Embora nossa democracia também não espelhe a ideologia libertária contida na expressão, isto é, em tese vivemos uma democracia que, na prática, se revela hoje como uma espécie de ditadura do mercado globalizado. Se estou errado, alguém me responda: o Brasil efetivamente detém autonomia política para governar?

temos liberdade de expressão, é verdade, mas numa real democracia, deveríamos ir muito além, disso, deveríamos, por exemplo, ter o direito de ver todos os canalhas corruptos presos por desviarem dinheiro público, ou seja, dinheiro nosso.

Mas o Brasil continua sendo a República das bananas, com política de pão e circo, repleto de trens da alegria.

Pensando em atrocidades, questiono, quem matou mais gente, a ditadura ou o narcotráfico?

Não se pode negar a existência de um Estado paralelo entrincheirados nos morros cariocas, articulado e organizado, uma verdadeira guerra civil não declarada. Nessa democracia fictícia, o dia que o morro resolver invadir o asfalto, a opressão será sentida na carne.

Na política o homem também evolui a passos lentos e, nesse compasso evolutivo social, ditaduras representam não mais do que o preço do amadurecimento político social. A vida mostra que o homem primeiro atinge os extremos para somente depois buscar o meio termo.

A diferença é que hoje, não obstante o volume de informação ser infinitamente superior, a qualidade e o acesso adequado a mesma ainda não ocorre. Num país de pessoas alfabetizadas pela novela "das oito", tudo é romance. Ledo engano!

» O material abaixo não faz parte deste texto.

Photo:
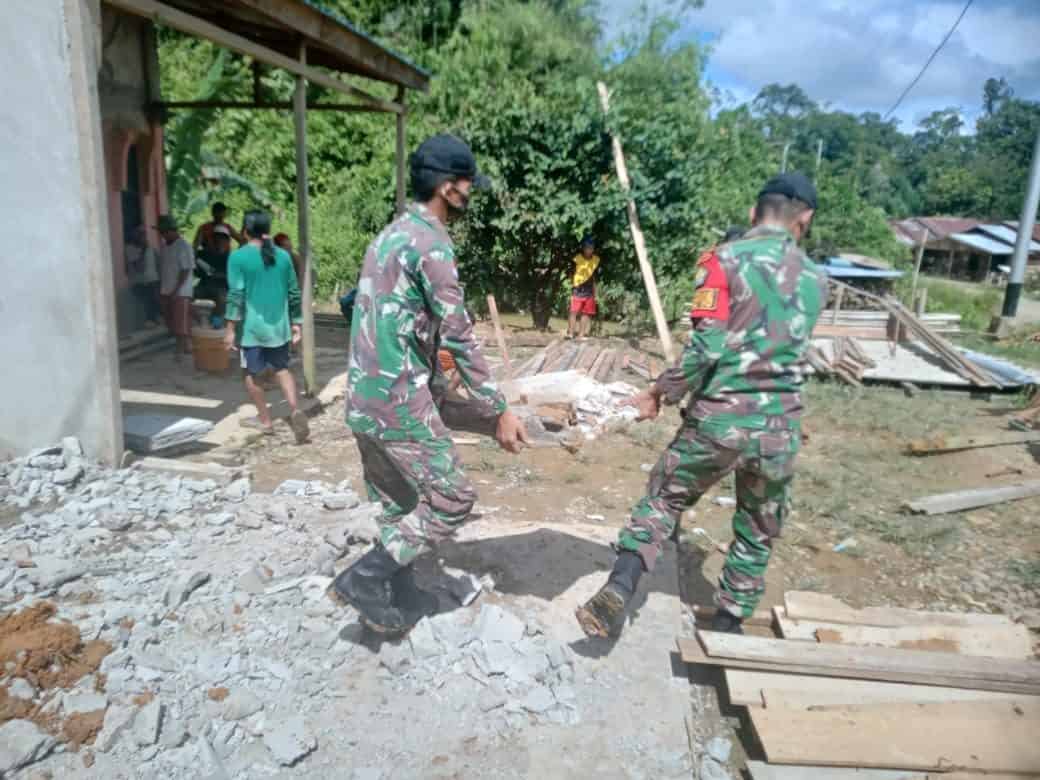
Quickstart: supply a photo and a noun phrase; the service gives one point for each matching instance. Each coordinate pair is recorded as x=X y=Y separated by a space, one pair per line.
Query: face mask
x=463 y=202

Para fechar, enquanto o nível cultural da população se mantiver entre a bunda, a cachaça e o futebol, a qualidade de vida se manterá em níveis pífios e a semana da pátria não será mais do que um feriado para justamente olhar umas bundas tomando uma cerveja depois da pelada!

Vide a tiragem recorde do Diário Gaúcho!

R. disse...

Fabri,

Purificas, ainda que na tua insônia solitária, e de uma maneira inesperada mas pulsante, um pouco dessa mágoa insanável que seguirá sempre ferindo o coração de qualquer alma libertária que tenha tido a chance de conhecer esse exemplo de injustiça acobertada.

É justo teu silêncio, teu pasmo, tua atonia. Mas muito mais me entusiasma tua iniciativa de verbalizar isso.

E o motivo é simples: Herzog e outros lutaram pela palavra, a falada, a escrita, a gritada.

Nosso canto, muito mais do que lamento, deve ser de gratidão, por essa voz que ora nos é licenciada.

Um bjo de esperança, minha querida alma libertária...

Rodrigo

Fabrine disse...
Este comentário foi removido pelo autor.
Fabrine disse...

Querido Rodrigo Tejada... colega de faculdade , irmão de lutas sociais... hoje Procurador Federal. Ainda há esperança. Saudades! SAUDAÇÕES AOS QUE TÊM CORAGEM.

Fabrine disse...

Relendo meu blog, querido colega, quanto orgulho desse país te ter como Defensor Público Federal. Respeito E orgulho! Eu, tu e o Tejada numa mesa de bar seria o melhor lugar para conversarmos sobre a contemporaneidade desse texto. Saudade.